President-elect Donald Trump’s victory continued to increase consumer confidence in December, according a University of Michigan survey.
The monthly consumer sentiment index increased to 98.2, the highest level since January 2004, from a preliminary reading of 98.
However, the index’s improvement slowed compared to the immediate post-election jump in November and early December, suggesting that the honeymoon enthusiasm may be fading.
“An all-time record number of consumers (18%) spontaneously mentioned the expected favorable impact of Trump’s policies on the economy,” said Richard Curtin, the survey’s chief economist. “This was twice as high as the prior peak (9%) recorded in 1981 when Reagan took office.”
Curtin said nearly as many consumers were pessimistic on the economy, but they were less than half as frequent as the previous record number of bearish responses.
Consumers were confident about jobs growth but less optimistic about rising wages.
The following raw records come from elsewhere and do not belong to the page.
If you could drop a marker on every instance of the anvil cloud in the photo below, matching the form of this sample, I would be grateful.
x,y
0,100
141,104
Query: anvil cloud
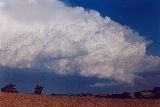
x,y
49,35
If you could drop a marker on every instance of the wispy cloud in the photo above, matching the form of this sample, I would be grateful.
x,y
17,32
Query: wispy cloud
x,y
48,34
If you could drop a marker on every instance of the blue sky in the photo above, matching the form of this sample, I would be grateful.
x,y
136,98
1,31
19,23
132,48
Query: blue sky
x,y
142,16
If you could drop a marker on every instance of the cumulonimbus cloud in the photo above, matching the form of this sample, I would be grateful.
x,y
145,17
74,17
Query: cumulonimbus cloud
x,y
49,35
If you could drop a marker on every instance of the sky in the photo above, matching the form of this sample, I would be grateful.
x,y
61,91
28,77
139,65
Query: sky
x,y
77,46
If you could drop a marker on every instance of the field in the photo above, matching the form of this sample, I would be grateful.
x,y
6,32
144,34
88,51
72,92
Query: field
x,y
29,100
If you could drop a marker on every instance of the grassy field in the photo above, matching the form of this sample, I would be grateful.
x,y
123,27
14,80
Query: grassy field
x,y
29,100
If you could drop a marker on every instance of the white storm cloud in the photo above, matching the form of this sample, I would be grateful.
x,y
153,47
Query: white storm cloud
x,y
49,35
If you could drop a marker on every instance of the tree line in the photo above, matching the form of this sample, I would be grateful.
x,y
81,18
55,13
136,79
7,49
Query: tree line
x,y
145,94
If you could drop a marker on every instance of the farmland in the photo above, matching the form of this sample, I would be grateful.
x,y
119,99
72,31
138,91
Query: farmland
x,y
30,100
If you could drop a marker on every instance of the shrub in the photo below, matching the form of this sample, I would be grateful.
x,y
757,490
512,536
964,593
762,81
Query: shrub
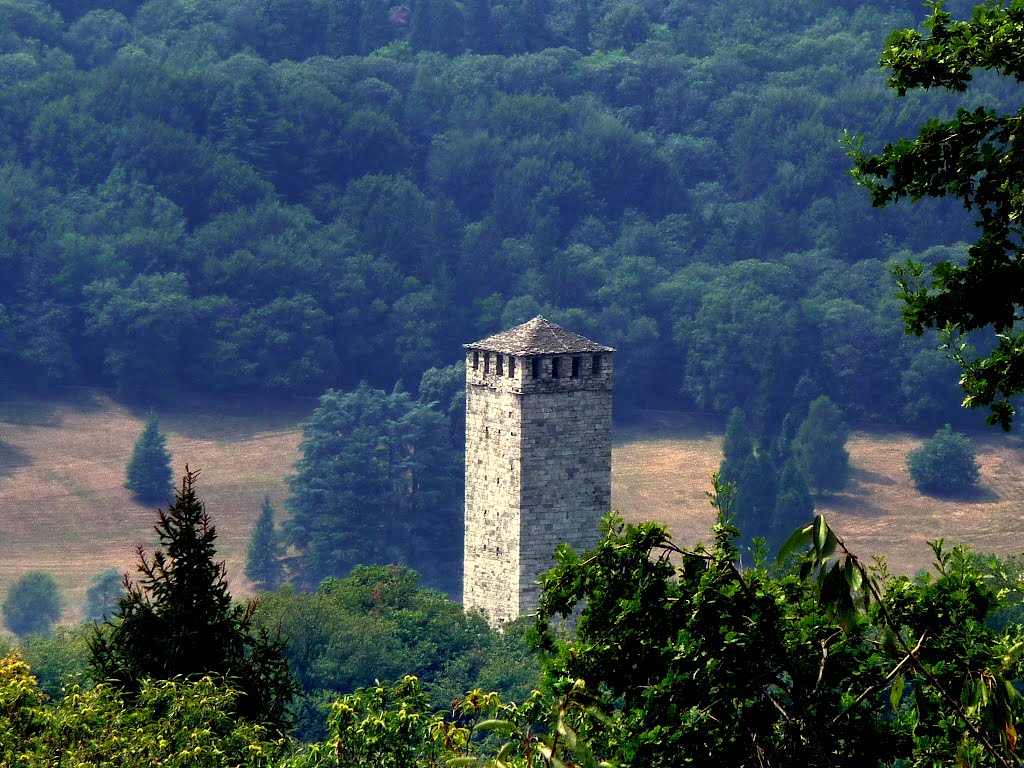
x,y
33,604
819,446
944,464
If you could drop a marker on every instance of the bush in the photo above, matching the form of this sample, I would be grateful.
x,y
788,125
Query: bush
x,y
944,464
33,604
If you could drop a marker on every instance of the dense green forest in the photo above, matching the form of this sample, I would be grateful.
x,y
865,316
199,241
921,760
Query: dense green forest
x,y
238,197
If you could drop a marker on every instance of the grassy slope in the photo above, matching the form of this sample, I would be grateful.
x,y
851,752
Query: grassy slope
x,y
662,470
62,507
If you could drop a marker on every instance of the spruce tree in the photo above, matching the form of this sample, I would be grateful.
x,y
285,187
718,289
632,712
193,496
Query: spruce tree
x,y
178,621
794,505
819,446
263,565
148,475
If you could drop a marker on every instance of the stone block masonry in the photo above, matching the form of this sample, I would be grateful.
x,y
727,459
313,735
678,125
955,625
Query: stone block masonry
x,y
538,459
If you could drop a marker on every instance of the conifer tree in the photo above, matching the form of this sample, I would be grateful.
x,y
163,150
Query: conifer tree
x,y
794,505
263,565
178,621
737,446
148,475
819,446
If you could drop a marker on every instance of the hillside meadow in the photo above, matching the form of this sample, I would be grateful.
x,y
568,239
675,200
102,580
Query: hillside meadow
x,y
64,509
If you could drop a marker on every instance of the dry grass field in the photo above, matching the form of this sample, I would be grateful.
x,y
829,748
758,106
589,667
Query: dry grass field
x,y
663,464
62,507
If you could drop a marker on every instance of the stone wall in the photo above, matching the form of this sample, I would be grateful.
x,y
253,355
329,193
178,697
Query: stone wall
x,y
538,471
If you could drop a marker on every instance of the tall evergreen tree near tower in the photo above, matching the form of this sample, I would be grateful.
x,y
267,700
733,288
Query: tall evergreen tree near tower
x,y
178,621
148,475
263,566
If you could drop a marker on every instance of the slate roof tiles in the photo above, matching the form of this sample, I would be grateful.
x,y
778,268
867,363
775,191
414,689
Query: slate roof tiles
x,y
538,336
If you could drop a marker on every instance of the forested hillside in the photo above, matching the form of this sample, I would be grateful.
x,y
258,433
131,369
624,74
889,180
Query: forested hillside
x,y
237,196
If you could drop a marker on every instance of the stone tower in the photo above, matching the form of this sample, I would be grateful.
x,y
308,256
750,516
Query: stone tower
x,y
538,459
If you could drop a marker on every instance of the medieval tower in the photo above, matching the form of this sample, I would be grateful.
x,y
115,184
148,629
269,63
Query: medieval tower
x,y
538,459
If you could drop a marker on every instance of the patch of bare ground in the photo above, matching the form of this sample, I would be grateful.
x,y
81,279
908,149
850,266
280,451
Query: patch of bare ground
x,y
64,508
662,472
62,505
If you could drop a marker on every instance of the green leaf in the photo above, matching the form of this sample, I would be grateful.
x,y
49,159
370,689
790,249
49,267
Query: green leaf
x,y
854,579
820,534
896,692
798,540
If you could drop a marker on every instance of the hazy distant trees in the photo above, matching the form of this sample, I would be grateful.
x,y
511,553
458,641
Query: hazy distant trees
x,y
282,177
148,474
33,603
945,463
819,446
774,472
377,482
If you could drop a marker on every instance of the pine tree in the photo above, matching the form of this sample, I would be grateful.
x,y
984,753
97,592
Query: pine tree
x,y
178,621
794,505
819,446
737,446
263,566
148,475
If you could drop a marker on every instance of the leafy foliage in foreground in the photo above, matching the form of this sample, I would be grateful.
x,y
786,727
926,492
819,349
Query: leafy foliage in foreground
x,y
177,622
678,654
976,157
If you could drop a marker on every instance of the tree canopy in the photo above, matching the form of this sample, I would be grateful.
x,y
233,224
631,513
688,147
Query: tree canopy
x,y
377,482
975,157
177,621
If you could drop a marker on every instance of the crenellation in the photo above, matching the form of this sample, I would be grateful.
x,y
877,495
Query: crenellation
x,y
538,459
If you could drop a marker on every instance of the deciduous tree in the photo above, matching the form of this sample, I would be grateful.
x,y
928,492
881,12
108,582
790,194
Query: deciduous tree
x,y
377,483
945,463
976,156
819,446
33,603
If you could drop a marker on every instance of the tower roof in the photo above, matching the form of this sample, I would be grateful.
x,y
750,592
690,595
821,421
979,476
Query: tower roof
x,y
538,336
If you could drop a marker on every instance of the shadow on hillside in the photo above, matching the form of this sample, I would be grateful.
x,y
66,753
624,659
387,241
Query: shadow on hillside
x,y
40,411
29,414
11,458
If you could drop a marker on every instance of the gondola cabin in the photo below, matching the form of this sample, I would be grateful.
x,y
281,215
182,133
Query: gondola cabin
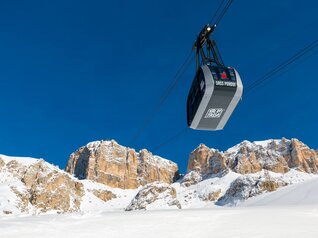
x,y
213,96
216,88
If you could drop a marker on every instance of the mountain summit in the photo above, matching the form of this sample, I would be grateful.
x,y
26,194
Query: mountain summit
x,y
104,176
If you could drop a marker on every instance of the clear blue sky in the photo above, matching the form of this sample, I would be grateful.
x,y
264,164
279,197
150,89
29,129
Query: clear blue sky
x,y
77,71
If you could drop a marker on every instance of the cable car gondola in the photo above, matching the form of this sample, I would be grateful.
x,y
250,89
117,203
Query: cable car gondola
x,y
215,90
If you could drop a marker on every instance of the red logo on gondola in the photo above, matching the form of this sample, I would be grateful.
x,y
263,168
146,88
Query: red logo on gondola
x,y
223,75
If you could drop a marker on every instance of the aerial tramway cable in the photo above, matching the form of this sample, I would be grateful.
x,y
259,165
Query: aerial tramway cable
x,y
253,86
183,68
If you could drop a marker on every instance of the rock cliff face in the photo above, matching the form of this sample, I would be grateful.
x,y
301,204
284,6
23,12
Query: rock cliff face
x,y
40,187
117,166
274,155
155,196
113,177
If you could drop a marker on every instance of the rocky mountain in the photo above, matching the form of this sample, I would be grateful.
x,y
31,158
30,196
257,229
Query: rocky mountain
x,y
117,166
106,176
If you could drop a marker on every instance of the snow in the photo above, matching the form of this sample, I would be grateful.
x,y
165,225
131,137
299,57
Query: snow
x,y
234,222
305,193
289,212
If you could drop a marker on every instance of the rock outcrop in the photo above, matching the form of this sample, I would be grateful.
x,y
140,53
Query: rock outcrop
x,y
155,196
207,161
42,187
278,156
117,166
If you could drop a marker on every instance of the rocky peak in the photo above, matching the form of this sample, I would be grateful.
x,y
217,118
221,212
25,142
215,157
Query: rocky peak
x,y
206,161
250,157
117,166
35,186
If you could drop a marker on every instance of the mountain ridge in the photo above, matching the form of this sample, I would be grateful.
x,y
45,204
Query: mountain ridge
x,y
213,178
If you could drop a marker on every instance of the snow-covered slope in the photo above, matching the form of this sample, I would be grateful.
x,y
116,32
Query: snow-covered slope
x,y
301,194
214,178
274,220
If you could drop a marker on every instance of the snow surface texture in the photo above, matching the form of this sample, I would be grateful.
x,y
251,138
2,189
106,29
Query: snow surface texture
x,y
268,220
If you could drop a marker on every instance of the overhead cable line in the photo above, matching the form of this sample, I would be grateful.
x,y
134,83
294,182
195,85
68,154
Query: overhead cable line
x,y
165,95
255,84
281,66
225,9
177,77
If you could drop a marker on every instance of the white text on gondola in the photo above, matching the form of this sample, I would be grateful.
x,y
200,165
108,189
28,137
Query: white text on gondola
x,y
225,83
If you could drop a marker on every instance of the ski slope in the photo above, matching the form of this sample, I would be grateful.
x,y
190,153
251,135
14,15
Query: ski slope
x,y
289,212
304,194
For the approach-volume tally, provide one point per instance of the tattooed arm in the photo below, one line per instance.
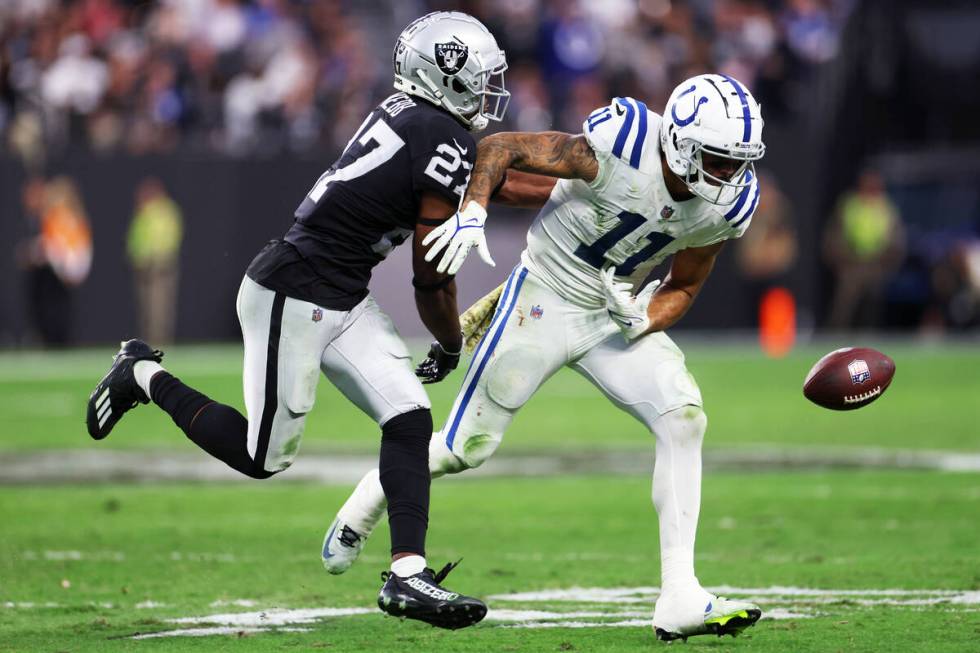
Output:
(554, 154)
(549, 153)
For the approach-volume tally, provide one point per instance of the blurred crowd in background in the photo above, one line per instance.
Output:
(264, 78)
(254, 76)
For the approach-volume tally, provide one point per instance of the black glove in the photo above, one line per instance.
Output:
(438, 364)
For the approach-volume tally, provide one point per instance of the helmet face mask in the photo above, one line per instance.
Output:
(451, 60)
(712, 188)
(712, 115)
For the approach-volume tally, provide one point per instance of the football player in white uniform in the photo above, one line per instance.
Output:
(634, 188)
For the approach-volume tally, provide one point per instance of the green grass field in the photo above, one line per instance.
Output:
(859, 560)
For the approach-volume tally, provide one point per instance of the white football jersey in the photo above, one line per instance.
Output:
(625, 217)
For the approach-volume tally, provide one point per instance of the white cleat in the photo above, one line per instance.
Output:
(341, 547)
(681, 614)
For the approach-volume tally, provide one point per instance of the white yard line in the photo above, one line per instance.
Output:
(573, 607)
(607, 608)
(81, 466)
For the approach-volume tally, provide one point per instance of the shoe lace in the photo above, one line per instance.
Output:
(349, 537)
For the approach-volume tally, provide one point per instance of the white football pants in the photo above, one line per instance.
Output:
(533, 334)
(288, 342)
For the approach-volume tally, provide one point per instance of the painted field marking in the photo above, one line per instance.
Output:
(585, 607)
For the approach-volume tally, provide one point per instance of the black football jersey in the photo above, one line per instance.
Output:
(367, 202)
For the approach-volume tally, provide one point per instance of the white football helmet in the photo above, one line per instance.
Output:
(450, 59)
(718, 115)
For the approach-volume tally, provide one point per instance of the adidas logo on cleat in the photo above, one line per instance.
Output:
(436, 593)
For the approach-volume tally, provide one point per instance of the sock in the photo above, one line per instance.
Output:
(218, 429)
(363, 509)
(407, 566)
(144, 371)
(404, 471)
(677, 569)
(677, 491)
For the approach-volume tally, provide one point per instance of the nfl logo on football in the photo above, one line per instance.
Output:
(859, 371)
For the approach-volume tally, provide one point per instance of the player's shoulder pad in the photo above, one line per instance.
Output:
(738, 214)
(430, 126)
(621, 129)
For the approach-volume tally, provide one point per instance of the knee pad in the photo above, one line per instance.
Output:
(442, 461)
(684, 426)
(476, 449)
(412, 427)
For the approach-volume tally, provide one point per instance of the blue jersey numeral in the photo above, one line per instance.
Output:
(596, 118)
(595, 254)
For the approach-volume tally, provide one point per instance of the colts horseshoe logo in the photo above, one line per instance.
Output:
(680, 122)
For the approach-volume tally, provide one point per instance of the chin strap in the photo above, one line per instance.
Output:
(476, 123)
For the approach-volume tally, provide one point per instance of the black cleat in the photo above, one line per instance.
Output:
(118, 391)
(420, 597)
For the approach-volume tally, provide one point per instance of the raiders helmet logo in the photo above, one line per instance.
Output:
(451, 57)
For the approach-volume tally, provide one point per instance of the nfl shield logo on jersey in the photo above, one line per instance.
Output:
(859, 371)
(451, 57)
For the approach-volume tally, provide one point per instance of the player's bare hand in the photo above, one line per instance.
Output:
(627, 310)
(457, 236)
(437, 365)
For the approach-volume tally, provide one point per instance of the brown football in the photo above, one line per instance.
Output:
(849, 378)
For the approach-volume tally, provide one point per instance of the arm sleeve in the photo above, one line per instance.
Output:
(442, 154)
(617, 132)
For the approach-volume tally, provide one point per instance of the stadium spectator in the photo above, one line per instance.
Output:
(57, 258)
(263, 75)
(153, 245)
(864, 244)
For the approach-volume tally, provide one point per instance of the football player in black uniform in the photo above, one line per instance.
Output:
(304, 305)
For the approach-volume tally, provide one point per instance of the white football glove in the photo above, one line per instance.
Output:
(627, 310)
(458, 235)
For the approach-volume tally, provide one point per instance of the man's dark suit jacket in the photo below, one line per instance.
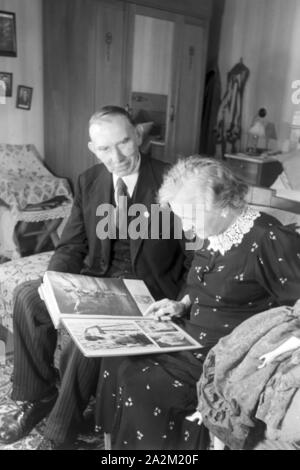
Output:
(162, 264)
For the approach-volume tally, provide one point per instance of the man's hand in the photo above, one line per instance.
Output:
(166, 309)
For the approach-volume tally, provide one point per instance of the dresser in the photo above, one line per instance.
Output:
(257, 171)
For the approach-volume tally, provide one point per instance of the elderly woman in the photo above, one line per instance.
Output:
(248, 263)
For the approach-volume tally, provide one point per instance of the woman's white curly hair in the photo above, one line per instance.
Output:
(210, 179)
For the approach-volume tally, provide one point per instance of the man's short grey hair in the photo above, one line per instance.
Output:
(109, 111)
(216, 182)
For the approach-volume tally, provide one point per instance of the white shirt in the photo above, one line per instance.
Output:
(129, 180)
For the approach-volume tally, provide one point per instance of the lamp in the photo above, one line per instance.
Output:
(260, 129)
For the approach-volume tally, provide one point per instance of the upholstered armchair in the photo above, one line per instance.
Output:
(29, 193)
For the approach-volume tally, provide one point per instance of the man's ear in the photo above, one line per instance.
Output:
(92, 147)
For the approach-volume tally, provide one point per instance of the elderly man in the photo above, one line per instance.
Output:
(161, 263)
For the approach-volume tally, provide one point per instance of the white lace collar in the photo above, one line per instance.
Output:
(235, 233)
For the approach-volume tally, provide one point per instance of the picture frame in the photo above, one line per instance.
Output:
(7, 79)
(8, 36)
(24, 97)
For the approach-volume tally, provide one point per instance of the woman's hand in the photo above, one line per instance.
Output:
(166, 309)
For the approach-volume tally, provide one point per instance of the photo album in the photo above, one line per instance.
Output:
(104, 316)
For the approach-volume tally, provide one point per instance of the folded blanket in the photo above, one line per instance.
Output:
(234, 393)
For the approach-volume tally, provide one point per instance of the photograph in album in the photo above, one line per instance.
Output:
(67, 294)
(100, 337)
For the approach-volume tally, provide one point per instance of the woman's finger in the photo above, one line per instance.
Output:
(156, 306)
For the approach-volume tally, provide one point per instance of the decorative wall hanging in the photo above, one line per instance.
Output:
(8, 37)
(24, 96)
(6, 83)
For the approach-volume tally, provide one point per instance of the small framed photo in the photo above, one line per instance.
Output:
(8, 37)
(24, 97)
(5, 84)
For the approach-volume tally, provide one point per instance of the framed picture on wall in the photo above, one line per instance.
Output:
(6, 84)
(8, 37)
(24, 97)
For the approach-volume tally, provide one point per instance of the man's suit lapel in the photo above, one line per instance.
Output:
(145, 194)
(103, 193)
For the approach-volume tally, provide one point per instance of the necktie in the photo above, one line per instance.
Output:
(121, 195)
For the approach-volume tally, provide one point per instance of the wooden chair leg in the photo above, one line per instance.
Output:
(2, 353)
(218, 444)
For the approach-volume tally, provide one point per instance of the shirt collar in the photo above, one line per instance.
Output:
(129, 180)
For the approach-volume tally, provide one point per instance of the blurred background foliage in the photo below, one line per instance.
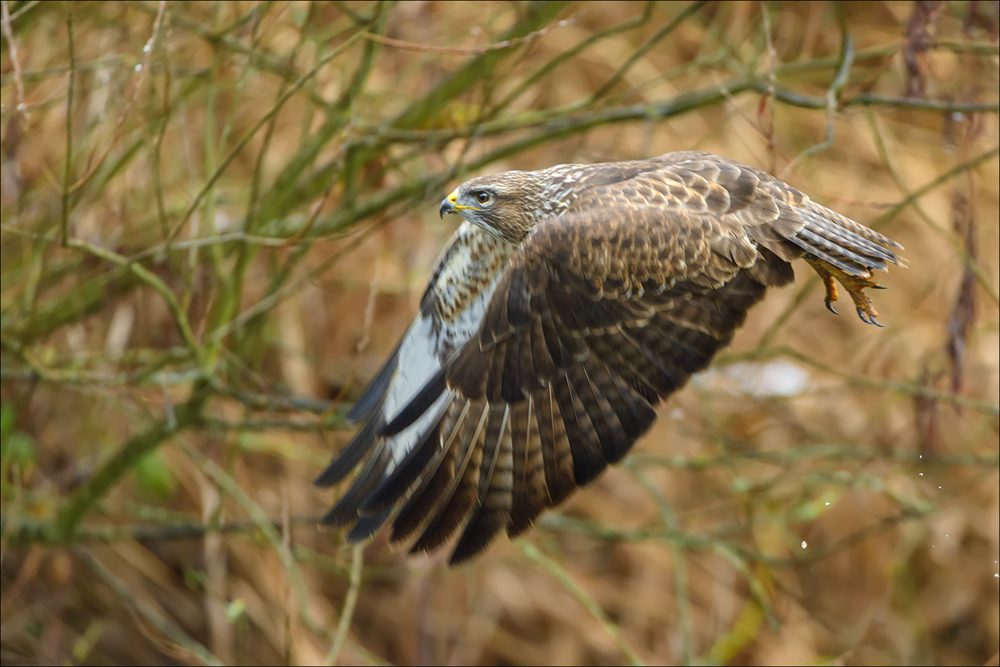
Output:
(218, 218)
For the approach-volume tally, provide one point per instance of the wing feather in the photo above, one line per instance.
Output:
(642, 272)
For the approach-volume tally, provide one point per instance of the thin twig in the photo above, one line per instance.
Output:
(584, 598)
(350, 602)
(68, 169)
(8, 33)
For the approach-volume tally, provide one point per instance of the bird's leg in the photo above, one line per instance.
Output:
(855, 286)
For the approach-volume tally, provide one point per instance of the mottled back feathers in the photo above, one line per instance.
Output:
(571, 301)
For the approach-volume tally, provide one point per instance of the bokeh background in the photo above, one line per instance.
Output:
(219, 217)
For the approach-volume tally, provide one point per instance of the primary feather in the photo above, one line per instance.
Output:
(569, 303)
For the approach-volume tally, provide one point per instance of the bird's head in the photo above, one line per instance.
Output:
(507, 205)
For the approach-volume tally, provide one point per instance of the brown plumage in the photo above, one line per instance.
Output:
(571, 301)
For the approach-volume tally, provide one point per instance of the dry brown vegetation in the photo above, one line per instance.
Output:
(218, 218)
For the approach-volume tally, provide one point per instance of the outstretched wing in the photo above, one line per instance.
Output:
(601, 312)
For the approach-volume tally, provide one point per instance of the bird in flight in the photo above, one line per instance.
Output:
(568, 303)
Last month, the only groups of people that weren’t more confident were those with a college degree and residents of the Northeast, according to the survey.
Gauges of consumer and business sentiment have jumped since the election, as the end of the tense campaign trail brought relief. While improving sentiment is encouraging, it doesn’t mean an economic boom is right around the corner. Real data on the US economy that has come out since the election hasn’t blown the roof off of expectations. Economists warn that the confidence will only be sustained if the next administration produces real results.